Wednesday, September 14, 2005

Time to talk to Al Qaeda?

Mohammad-Mahmoud Ould Mohamedou (associate director of the Program on Humanitarian Policy and Conflict Research at Harvard University) wrote in Boston Globe As the war between the United States and Al Qaeda enters its fifth year, the nature of the armed, transnational Islamist group's campaign remains misunderstood. With the conflict viewed largely as an open-and-shut matter of good versus evil, nonmilitary engagement with Al Qaeda is depicted as improper and unnecessary.

And completely stupid, as is Harvard employing a nut case like you.
.... Since the attacks on New York and Washington, Osama bin Laden and Ayman al-Zawahiri have delivered, respectively, 18 and 15 messages via audio or videotape making a three-part case: The United States must end its military presence in the Middle East, its uncritical political support and military aid of Israel's occupation of Palestinian territories, and its support of corrupt and coercive regimes in the Arab and Muslim world.
In other words The West must allow al Qaeda to take over the Middle East, so that it can obtain a foothold from which it can achieve its ultimate object of turning the entire world into a large Islamic state.
Al Qaeda believes that the citizens of the states with whom it is at war bear a responsibility for the policies of their governments. Such democratization of responsibility rests, it has been argued by bin Laden, in the citizens' ability to elect and dismiss the representatives who make foreign policy decisions on their behalf.
In other words, we can't defeat the US, so we hope by getting the left wing Boston Globe to print this claptrap, to get America to elect people that will surrender to al Qaeda.
Al Qaeda is an industrious, committed, and power-wielding organization waging a political, limited, and evasive war of attrition -- not a religious, open-ended, apocalyptic one.
Baloney.
Over the past year, it has struck private and public alliances, offered truces, affected elections, and gained an international stature beyond a mere security threat. No longer able to enjoy a centralized sanctuary in Afghanistan after 2002, Al Qaeda's leadership opted for an elastic defense strategy relying on mobile forces, scaled-up international operations, and expanded global tactical relationships. It encouraged the proliferation of mini Al Qaedas, able to act on their own within a regional context.

Consequently, and aside from the war in Iraq, between 2002 and 2005 the United States and seven of its Western allies were the targets of 17 major attacks in 11 countries for a total of 760 people killed.
And how many al Qaeda middle and high level operatives were taken out in that same period of time.
In 2001, Ayman al-Zawahiri had explained the cost-effective rationale of these measures, namely ''the need to inflict the maximum casualties against the opponent, for this is the language understood by the West, no matter how much time and effort such operations take." Last month, he reiterated that commitment and announced new attacks against the United States.

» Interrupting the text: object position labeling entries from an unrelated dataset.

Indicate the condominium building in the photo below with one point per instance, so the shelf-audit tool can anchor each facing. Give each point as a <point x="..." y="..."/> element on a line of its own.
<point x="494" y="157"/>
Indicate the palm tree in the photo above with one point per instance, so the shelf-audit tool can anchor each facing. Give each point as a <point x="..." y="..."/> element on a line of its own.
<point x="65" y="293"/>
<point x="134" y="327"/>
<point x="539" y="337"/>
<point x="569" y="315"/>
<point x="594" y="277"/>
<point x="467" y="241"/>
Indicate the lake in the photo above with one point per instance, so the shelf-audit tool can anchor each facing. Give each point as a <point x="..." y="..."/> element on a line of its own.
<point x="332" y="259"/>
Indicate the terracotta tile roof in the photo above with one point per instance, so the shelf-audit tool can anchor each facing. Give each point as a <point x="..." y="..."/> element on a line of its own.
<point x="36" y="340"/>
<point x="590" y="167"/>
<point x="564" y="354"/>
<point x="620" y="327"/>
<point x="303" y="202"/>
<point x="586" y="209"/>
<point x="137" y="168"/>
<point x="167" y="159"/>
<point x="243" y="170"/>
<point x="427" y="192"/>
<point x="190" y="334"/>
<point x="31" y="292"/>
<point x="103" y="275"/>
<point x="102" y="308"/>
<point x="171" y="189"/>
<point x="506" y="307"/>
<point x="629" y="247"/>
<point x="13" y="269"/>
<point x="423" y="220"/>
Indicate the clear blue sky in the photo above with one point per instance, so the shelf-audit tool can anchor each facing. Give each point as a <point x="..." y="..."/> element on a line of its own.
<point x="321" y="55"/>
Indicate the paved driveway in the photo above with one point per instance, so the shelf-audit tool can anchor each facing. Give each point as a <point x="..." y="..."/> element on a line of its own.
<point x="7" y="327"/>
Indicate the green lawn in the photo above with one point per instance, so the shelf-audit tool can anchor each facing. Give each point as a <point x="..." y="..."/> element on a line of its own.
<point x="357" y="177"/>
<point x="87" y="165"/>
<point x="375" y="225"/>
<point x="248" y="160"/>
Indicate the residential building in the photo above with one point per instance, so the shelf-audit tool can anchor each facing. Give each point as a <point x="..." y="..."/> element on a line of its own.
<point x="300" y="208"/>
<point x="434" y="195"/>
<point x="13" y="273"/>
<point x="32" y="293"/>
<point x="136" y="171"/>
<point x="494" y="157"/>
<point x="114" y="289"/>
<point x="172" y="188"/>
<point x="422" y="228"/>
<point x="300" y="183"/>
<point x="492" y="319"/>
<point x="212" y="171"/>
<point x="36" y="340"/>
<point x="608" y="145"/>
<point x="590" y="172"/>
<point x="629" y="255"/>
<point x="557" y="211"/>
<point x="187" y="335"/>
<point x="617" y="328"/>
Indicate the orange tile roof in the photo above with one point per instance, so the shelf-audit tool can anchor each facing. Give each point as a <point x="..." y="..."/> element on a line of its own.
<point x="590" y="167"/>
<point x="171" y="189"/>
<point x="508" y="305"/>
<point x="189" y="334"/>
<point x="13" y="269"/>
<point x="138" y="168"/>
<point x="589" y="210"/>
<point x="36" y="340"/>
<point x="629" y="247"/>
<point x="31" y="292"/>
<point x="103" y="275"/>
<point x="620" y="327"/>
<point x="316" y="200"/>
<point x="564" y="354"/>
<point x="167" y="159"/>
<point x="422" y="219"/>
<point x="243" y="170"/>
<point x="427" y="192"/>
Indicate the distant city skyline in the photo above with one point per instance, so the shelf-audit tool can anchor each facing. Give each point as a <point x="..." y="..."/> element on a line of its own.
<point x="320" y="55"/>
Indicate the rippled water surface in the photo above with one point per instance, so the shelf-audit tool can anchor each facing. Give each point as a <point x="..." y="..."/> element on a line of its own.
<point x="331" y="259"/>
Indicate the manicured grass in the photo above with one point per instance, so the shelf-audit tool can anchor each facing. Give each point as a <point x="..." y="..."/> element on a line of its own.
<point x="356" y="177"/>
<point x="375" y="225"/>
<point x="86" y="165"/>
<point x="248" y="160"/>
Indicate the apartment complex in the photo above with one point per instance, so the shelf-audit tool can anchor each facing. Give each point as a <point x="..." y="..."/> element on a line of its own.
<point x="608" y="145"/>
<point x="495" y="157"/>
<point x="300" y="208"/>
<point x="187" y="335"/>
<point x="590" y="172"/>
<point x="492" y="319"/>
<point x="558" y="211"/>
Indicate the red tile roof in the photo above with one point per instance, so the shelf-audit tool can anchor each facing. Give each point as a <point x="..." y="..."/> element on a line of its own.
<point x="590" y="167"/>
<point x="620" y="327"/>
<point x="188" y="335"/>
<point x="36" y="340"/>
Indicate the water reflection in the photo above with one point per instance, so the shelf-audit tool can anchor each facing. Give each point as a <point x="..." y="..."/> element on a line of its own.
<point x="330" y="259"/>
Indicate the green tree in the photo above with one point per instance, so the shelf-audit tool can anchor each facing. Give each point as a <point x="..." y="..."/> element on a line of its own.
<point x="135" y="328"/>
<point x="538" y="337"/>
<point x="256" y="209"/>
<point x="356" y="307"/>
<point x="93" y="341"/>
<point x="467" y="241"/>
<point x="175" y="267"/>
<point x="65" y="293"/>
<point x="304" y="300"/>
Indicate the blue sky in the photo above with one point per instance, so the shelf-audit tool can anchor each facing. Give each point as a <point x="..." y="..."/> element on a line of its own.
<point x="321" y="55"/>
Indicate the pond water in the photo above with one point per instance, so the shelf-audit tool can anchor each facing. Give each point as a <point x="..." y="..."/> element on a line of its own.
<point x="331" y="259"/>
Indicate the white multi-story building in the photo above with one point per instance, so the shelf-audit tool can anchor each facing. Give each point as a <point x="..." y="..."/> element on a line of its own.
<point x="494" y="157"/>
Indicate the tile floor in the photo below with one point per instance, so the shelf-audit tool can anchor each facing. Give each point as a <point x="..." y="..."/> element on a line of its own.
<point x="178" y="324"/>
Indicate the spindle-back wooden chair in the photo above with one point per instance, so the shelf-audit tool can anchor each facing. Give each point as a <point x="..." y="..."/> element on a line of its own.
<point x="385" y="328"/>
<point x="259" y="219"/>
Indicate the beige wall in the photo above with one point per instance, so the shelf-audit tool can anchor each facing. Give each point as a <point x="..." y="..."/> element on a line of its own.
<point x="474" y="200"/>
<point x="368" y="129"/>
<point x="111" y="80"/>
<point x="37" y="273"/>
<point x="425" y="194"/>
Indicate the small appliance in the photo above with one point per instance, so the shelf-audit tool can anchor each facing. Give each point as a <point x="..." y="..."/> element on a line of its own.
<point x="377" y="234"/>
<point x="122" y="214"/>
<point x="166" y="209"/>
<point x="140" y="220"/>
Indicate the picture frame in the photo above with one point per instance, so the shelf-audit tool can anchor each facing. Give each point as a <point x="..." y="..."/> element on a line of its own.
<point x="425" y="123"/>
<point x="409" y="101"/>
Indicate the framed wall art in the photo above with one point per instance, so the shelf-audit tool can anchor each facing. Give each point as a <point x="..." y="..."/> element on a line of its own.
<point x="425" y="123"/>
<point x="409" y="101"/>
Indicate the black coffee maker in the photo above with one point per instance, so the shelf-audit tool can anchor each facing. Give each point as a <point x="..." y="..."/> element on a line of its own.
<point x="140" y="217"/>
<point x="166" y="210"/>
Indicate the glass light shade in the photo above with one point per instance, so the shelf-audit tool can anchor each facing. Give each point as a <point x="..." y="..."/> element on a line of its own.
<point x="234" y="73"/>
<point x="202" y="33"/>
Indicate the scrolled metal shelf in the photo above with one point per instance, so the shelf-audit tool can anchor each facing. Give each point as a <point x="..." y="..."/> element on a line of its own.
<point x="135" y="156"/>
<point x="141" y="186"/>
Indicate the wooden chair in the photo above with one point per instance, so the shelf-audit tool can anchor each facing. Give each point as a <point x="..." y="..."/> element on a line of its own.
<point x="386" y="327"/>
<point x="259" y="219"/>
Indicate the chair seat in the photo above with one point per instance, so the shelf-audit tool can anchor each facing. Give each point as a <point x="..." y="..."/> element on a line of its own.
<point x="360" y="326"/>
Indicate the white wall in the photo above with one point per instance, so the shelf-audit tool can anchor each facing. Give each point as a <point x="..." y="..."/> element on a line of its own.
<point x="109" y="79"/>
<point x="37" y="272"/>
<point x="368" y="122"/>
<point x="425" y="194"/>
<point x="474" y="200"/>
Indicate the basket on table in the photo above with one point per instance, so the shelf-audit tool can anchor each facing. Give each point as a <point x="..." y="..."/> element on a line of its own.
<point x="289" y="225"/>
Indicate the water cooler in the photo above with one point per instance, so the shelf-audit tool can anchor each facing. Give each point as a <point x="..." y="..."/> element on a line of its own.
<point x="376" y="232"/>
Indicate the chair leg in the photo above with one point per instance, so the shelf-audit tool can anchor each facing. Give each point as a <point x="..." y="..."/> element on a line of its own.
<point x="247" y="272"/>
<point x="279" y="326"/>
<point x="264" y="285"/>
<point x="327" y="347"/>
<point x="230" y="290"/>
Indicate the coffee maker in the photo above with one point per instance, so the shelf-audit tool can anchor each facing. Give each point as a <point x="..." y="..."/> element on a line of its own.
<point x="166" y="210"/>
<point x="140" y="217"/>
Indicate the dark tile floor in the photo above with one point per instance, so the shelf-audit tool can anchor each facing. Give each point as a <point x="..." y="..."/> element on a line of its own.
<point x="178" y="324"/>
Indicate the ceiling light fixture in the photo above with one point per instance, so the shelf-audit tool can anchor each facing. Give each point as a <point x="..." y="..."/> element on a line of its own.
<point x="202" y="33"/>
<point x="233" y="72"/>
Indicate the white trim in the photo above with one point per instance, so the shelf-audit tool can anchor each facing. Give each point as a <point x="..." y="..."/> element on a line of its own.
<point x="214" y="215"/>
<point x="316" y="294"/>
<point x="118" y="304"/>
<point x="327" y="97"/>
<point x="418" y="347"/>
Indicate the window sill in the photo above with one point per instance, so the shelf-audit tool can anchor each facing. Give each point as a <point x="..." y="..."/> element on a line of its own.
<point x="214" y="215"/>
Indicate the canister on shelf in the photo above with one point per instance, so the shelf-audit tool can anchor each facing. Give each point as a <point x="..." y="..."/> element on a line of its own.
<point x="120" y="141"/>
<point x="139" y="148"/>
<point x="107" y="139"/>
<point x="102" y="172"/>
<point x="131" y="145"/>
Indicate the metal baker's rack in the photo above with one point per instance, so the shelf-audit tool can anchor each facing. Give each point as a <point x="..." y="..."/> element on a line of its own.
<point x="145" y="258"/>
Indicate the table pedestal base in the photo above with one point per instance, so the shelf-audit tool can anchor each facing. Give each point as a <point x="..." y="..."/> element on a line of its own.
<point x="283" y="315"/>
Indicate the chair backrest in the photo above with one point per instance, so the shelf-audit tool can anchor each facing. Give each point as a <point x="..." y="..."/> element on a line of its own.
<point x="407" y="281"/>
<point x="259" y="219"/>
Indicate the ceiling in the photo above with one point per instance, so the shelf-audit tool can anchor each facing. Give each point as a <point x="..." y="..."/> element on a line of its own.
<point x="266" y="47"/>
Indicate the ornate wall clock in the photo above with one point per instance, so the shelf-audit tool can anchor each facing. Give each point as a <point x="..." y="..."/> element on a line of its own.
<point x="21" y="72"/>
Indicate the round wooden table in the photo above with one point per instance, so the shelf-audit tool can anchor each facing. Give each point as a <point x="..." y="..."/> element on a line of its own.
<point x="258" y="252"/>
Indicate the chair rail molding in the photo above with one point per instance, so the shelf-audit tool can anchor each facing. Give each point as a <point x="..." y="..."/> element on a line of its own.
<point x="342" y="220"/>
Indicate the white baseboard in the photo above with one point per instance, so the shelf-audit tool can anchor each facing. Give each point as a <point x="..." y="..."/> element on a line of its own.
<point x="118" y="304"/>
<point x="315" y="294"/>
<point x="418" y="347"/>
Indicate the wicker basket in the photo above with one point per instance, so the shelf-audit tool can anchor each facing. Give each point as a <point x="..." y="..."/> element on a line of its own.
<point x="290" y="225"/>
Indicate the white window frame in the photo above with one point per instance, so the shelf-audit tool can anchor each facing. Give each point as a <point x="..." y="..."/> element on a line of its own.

How can the war be brought to an end? Neither side can defeat the other. The United States will not be able to overpower a diffuse, ever-mutating, organized international militancy movement, whose struggle enjoys the rear-guard sympathy of large numbers of Muslims.
At least you are afraid they might be able to, which is why you are resorting to this stupid attempt.
Likewise, Al Qaeda can score tactical victories on the United States and its allies, but it cannot rout the world's sole superpower. Though dismissed widely, the best strategy for the United States may well be to acknowledge and address the collective reasons in which Al Qaeda anchors its acts of force.
We are doing exactly that
  • The United States must end its military presence in the Middle East
    We intend to leave as soon as we have achieved our objectives
  • end its uncritical political support and military aid of Israel's occupation of Palestinian territories
    We are pushing for a Palestinian state, living side by side, in peace, with the State of Israel (and if that is not possible), then we expect Israel will wipe out the Palestinians rather than attempting to occupy them
  • and end its support of corrupt and coercive regimes in the Arab and Muslim world
    we hope and expect that they will be replaced by democratic governments
Al Qaeda has been true to its word in announcing and implementing its strategy for over a decade. It is likely to be true to its word in the future and cease hostilities against the United States, and indeed bring an end to the war it declared in 1996 and in 1998, in return for some degree of satisfaction regarding its grievances. In 2002, bin Laden declared: ''Whether America escalates or deescalates this conflict, we will reply in kind."